It seems that System Shock 3 has been indefinitely shelved as the development team is "no longer employed." The writer and director, lead programmer, design director, QA lead, senior environment artist, and more have all confirmed their exit from OtherSide within the past five months -- in total at least a dozen senior staff.

Oherside's former community manager, Sam Luangkhot, also confirmed the layoffs at the studio. According to her statement, "I know people are concerned about the state of the studio. I’d be lying if I said I wasn’t worried as well." She continued: "Having played the internal SS3 demo, I know the Austin team worked their asses off and made some stunning progress in the past couple of months. It hurts to see many of these developers out of a job on a project they worked so hard on."
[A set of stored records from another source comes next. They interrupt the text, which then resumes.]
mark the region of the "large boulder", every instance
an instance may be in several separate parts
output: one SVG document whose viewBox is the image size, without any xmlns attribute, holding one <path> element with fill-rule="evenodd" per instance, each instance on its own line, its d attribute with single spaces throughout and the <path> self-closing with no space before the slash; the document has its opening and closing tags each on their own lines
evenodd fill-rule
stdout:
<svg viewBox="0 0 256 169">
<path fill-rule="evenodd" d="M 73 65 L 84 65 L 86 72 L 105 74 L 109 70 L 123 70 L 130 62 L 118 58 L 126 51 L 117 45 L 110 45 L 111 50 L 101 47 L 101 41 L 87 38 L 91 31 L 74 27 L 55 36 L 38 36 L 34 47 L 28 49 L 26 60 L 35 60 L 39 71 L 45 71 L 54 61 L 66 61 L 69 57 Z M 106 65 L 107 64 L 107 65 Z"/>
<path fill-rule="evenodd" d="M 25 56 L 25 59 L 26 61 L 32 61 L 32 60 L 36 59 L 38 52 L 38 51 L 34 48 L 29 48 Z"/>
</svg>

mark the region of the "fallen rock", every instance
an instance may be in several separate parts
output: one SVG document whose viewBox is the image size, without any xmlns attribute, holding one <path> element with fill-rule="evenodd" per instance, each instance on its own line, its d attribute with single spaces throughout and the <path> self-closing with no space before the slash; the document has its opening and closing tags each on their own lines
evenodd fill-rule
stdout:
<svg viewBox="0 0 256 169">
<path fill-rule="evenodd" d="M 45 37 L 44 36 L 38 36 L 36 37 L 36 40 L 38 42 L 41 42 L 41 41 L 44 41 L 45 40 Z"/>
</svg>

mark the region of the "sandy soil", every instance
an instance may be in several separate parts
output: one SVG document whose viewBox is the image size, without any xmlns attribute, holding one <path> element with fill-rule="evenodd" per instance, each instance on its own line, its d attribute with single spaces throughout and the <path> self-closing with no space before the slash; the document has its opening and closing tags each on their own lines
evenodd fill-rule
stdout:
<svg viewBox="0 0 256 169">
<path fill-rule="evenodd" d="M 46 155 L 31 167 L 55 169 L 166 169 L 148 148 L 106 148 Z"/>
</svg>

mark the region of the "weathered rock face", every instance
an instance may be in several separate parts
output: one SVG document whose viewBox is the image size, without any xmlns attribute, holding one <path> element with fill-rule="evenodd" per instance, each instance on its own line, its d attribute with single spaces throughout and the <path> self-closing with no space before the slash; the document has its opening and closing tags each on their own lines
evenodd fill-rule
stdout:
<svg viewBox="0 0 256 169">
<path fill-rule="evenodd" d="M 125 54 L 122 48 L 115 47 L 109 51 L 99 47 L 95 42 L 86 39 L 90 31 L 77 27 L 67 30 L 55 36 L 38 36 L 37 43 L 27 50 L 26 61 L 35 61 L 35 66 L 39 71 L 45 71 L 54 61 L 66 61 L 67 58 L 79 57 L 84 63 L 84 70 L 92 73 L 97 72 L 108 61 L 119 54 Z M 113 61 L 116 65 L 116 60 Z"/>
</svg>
Luangkhot also linked to post from an anonymous developer on RPGCodex reiterating that the team was no longer employed with the company and that it was "critically behind" in content creation. They stated:

If Starbreeze hadn’t gone into crisis I think we would’ve delivered something interesting with some fresh and innovative gameplay, but a much smaller game than what people were expecting and inevitably disappointing for a sequel to such a beloved franchise. Those high expectations drove a lot of expensive experimentation. We were a small team and knew we couldn’t compete with current immersive sims in production quality and breadth, so we had to be creative and clever and weird. And we were on our way to make something unique and possibly fun, but probably not what the audience was hungry for.

System Shock 3's first trailer was revealed during GDC 2019. Series creator Warren Spector gave a keynote presentation to reveal that the upcoming and long-awaited title would be built utilizing Unity, while also debuting the first in-engine look at the title through a new teaser trailer. The latest footage for the game, meanwhile premiered as recently as September 2019. A one minute trailer showcased some promising pre-alpha gameplay, featuring creepy environments and series big bad RODAN toward the end.

Back in February 2019 former publisher Starbreeze sold the publishing rights for System Shock 3 back to Otherside Entertainment following a financially disappointing 2018. The publisher had attached themselves to the game as far as March 2017 and at the time Starbreeze claimed to have plans to invest $12 million into the project, with Starbreeze’s CEO even stating that the publisher was a fan of the series and "greatly looking forward to bringing System Shock 3 to players."